It occurred to me recently as I was sitting around the table having lunch in between classes that the vast majority of my friends in college are international students. Now, this is not to say I had been living in oblivion about this fact all this time, but rather I came to the realization that I ought to think critically about how and why this had happened.
It is, I think, a natural reaction for a person to gravitate towards the familiar when they are placed in an environment that highlights their exoticism. Being immersed in a new culture can provoke an inward obsession with identity. You begin to question who you are among those in your new environment, what you are doing there and the extent of your relevance. Suddenly, you begin to view the world through a completely different prism, one which highlights your differences and sobers you up to the fact that there is a rift between what you have always known and what you must now quickly learn in order to behave appropriately in a new society.
I do, of course have a number of American friends, but they are disproportionately outnumbered by my international student friends. I have found it useful to try to understand what led to this and have come up with a number of reasons :
1) Complexity of understanding a new culture
Culture is a complex thing. There are many dimensions of it that one needs to comprehend before they can claim to have mastered it, and many of them are subtle.
American culture is no exception. Speaking English well and familiarizing yourself with the geography of a place is not enough to lay claim to being an expert on American culture. You need to understand subtleties in conversation, behavior, humor, irony, and the unwritten rules of engagement, among many other things.
It goes beyond cultural understanding into what I like to think of as cultural interpretation/translation.
The concept of friendship in the U.S. is fluid and dynamic. Unlike friendships in other parts of the world, friendship in America can assume various gradients of depth and commitment, yet still be deemed as friendship. A person you say hi to occasionally can be labeled a friend. A person you collaborate with on one class project can be a “friend.”
This is a great departure from what friendship entailed back in Zimbabwe. There friendship was reserved for relationships with greater devotion and a more substantial connection, which appear to not be a requisite elements of friendship in the States.
3) Existing in different paradigms
Americans exist in a different social paradigm than the one people from certain other parts of the world exist in. This is a social orbit that can be hard to reach and access from the position of an outsider. Americans care about different things, enjoy different things, and are preoccupied with different ideas. Thus, I tend to find the experiences of international students more relatable and contextually accessible.
Like myself, many internationals come from third world countries, and many have therefore been confronted with socioeconomic barriers at some point in their lives. Among us there is a strong and universal consciousness of and sensitivity to struggle and hardship.
In my conversations with other international students we also discover strikingly similar things that stir nostalgia in us – food, tropical climates, an obsession with cricket and soccer, mother languages, the metric system and parliamentary governments – all of which draw vacant stares and confused expressions from Americans. There is a camaraderie in these seemingly trivial things that authenticates and strengthens friendship.
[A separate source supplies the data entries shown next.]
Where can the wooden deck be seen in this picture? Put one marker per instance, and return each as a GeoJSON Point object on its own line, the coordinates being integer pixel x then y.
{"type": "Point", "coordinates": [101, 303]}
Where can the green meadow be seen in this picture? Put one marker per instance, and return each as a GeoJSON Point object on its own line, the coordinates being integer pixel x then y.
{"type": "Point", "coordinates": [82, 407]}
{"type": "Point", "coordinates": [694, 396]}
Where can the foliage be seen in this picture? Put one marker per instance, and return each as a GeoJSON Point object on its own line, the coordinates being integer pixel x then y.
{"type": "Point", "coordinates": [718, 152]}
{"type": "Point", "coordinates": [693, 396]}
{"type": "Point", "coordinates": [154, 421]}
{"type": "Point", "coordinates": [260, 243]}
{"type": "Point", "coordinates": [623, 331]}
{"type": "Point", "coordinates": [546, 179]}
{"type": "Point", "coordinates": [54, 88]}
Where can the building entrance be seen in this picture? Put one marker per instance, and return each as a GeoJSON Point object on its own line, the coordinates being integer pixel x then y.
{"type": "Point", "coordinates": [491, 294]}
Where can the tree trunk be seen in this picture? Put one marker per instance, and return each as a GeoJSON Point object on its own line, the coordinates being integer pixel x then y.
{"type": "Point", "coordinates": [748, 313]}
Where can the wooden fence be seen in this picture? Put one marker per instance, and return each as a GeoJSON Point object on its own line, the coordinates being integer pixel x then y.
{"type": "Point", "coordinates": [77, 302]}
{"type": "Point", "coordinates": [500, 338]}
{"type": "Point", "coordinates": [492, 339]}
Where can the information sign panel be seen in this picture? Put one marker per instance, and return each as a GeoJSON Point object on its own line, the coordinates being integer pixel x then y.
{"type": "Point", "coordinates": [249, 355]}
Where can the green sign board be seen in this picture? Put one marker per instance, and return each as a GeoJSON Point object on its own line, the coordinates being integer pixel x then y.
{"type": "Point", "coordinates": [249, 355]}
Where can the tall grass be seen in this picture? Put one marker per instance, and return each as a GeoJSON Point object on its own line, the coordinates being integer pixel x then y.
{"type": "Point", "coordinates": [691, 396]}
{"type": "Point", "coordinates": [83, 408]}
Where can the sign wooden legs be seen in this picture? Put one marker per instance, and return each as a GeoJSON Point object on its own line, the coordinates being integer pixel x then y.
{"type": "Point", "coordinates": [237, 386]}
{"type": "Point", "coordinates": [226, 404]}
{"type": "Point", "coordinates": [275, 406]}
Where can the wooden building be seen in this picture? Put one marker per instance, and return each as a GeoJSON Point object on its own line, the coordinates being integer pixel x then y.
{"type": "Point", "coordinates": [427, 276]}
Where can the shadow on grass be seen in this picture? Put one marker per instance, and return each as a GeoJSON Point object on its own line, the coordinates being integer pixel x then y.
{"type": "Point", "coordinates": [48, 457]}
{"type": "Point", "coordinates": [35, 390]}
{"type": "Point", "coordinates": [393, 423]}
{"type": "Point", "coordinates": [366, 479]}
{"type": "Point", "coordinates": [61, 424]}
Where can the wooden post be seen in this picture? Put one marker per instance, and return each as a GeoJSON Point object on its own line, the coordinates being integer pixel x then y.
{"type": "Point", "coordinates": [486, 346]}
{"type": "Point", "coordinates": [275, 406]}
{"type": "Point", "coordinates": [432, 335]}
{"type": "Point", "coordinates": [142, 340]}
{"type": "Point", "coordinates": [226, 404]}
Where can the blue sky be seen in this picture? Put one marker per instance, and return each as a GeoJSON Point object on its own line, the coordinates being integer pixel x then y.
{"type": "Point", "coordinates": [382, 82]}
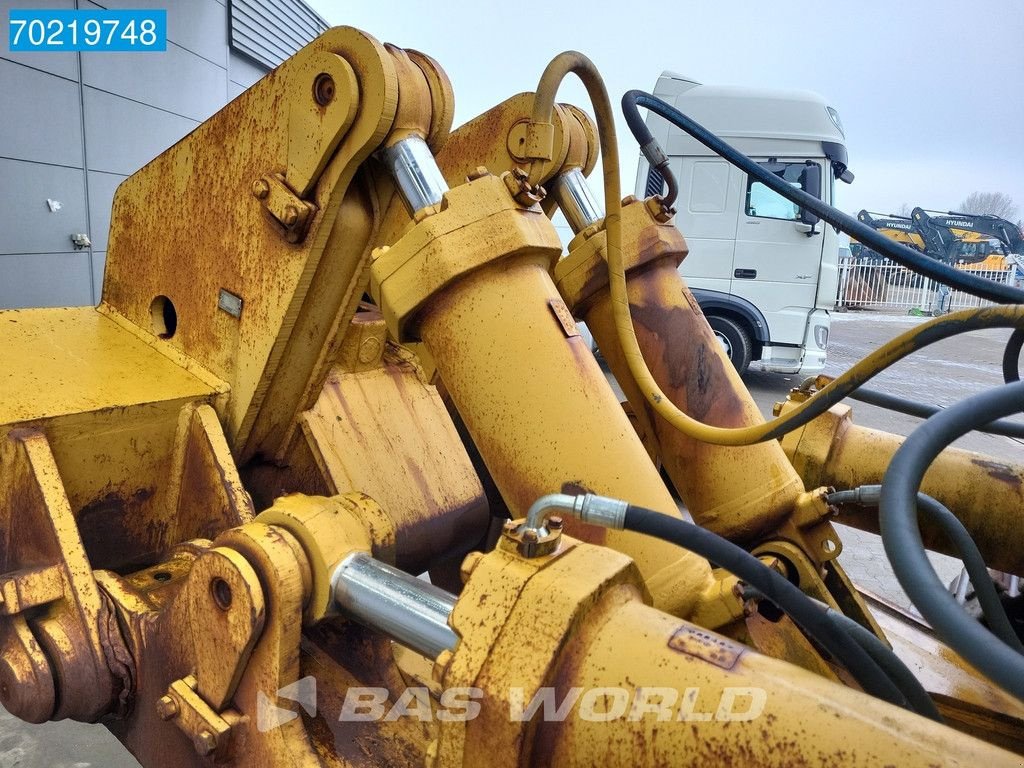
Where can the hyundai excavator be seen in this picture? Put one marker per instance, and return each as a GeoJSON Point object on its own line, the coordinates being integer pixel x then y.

Of course this is not to say strong friendships cannot be formed with Americans, and neither is it meant to imply that Americans cannot also relate to these things. As one of my favorite African authors Chimamanda Ngozi Adichie puts it, there is never a single story about a place or a person. Therefore, in order to meaningfully understand others, we must allow ourselves to empathize with the stories that collided to make them view the world through the lenses they use. It may require us to momentarily step away from our parochial convictions of what we imagine people to be and allow real life experiences, not pre-conceived notions, to refurbish our attitudes.
So I have set before myself the mission of befriending more Americans. I feel, for my sake, that I should definitely make a more concerted effort to both gain and impart cultural awareness through friendships with my American classmates. Not only will it broaden the scope of my understanding of the world, but it will better equip me to navigate the complex new society in which I now find myself a part.